In this day and age, if there is a way for the spammer and other abusers of this world to take use of your site, they will. One “attack vector” which I never even considered until I was confronted with it just minutes ago, were K2 users. They create the perfect platform for K2 User Spam if you are not paying attention. K2 User Spam being “using K2 users to post spam on your website”. Now that that’s on the way, let’s take a look at how it works and how you can prevent it.
How it works
Unlike Joomla, K2 by default allows ‘Users’ to create profiles with fancy avatars, subscriptions and links. Which is super, if you’re building a content based sites. Got to have those neat author profiles.
However, that means that the K2 User profiles can – and will – be abused.

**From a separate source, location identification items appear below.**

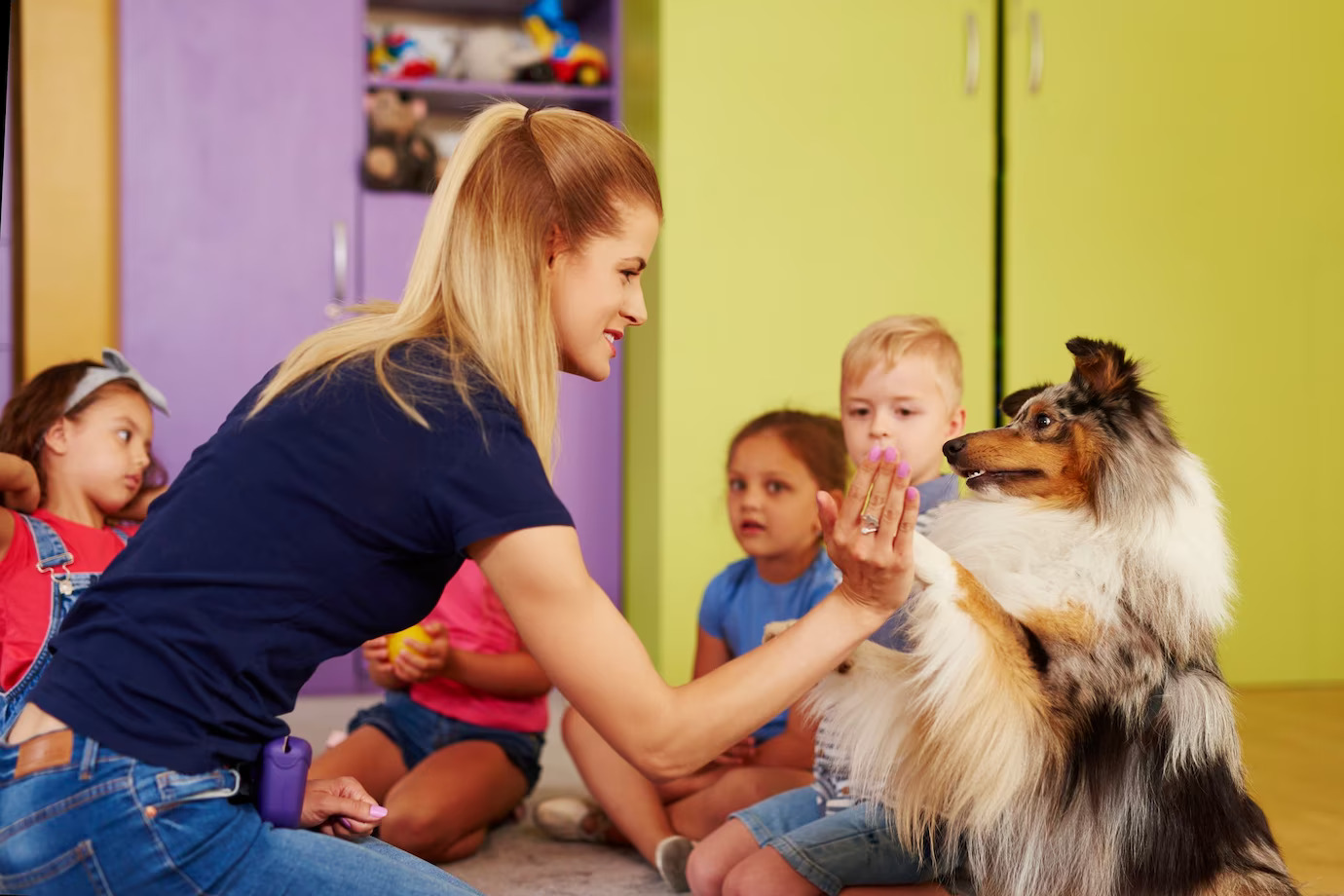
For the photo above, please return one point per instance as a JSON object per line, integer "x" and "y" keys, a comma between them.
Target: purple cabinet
{"x": 6, "y": 264}
{"x": 243, "y": 219}
{"x": 240, "y": 138}
{"x": 241, "y": 130}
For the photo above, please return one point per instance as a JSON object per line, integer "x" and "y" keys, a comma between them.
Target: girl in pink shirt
{"x": 456, "y": 744}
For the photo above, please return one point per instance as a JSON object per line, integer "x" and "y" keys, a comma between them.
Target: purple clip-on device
{"x": 281, "y": 781}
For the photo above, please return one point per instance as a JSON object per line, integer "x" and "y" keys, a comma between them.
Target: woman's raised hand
{"x": 870, "y": 537}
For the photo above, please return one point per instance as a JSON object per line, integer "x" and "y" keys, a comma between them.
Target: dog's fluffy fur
{"x": 1061, "y": 712}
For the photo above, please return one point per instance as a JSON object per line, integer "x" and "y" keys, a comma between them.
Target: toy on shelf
{"x": 572, "y": 60}
{"x": 495, "y": 53}
{"x": 399, "y": 156}
{"x": 411, "y": 52}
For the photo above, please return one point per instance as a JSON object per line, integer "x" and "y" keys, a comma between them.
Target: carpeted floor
{"x": 517, "y": 859}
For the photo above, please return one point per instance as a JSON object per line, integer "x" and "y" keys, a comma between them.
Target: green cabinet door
{"x": 1175, "y": 181}
{"x": 823, "y": 167}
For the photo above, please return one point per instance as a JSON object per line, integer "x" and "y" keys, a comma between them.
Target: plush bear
{"x": 399, "y": 156}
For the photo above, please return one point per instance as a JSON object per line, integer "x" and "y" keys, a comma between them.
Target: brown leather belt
{"x": 45, "y": 751}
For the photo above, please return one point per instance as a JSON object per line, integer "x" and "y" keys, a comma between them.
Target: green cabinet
{"x": 1173, "y": 180}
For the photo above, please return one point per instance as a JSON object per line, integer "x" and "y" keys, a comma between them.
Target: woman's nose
{"x": 635, "y": 309}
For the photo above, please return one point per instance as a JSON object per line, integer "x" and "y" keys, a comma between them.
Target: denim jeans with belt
{"x": 77, "y": 817}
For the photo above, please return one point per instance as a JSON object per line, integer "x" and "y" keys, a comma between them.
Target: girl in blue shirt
{"x": 332, "y": 505}
{"x": 775, "y": 467}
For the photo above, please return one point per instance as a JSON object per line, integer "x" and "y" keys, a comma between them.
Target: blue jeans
{"x": 418, "y": 731}
{"x": 93, "y": 821}
{"x": 848, "y": 848}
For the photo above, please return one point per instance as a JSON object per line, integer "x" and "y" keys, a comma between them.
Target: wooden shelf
{"x": 473, "y": 89}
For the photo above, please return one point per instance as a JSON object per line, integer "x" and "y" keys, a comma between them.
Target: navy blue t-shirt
{"x": 290, "y": 538}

Spammers can create account(s) on your website, and then fill their description with whatever they see fit, including images and links. This will then appear on their author page. What it comes down to, is that by creating a Joomla User they can basically create a spam page with the content their spammer hearts desires. These pages can and will show up when your friend Google visits your site, as proven by the DMCA requests we got for a site. That’s what brought the exploit to my attention. DMCA requests, for a site whose only page says “Site under construction?”
How to fix / avoid it
In K2 2.7, tackling this problem is as simple as setting an option. In the Spam Settings section, set “Control K2 User Profile display for users with no items” to disabled. This will disable all user profiles from being displayed, and is the default setting. It won’t stop the Spam users from signing up, but it’ll at least stop them from ruining your SEO.
Additionally, you can enable the anti-spam measures of K2, which include recaptcha and StopUserSpam, which detects known spammers and disables their accounts. However, we haven’t been able to test whether this will prevent users from signing up through the Joomla user form although the previous solution should prevent their profiles from being displayed regardless.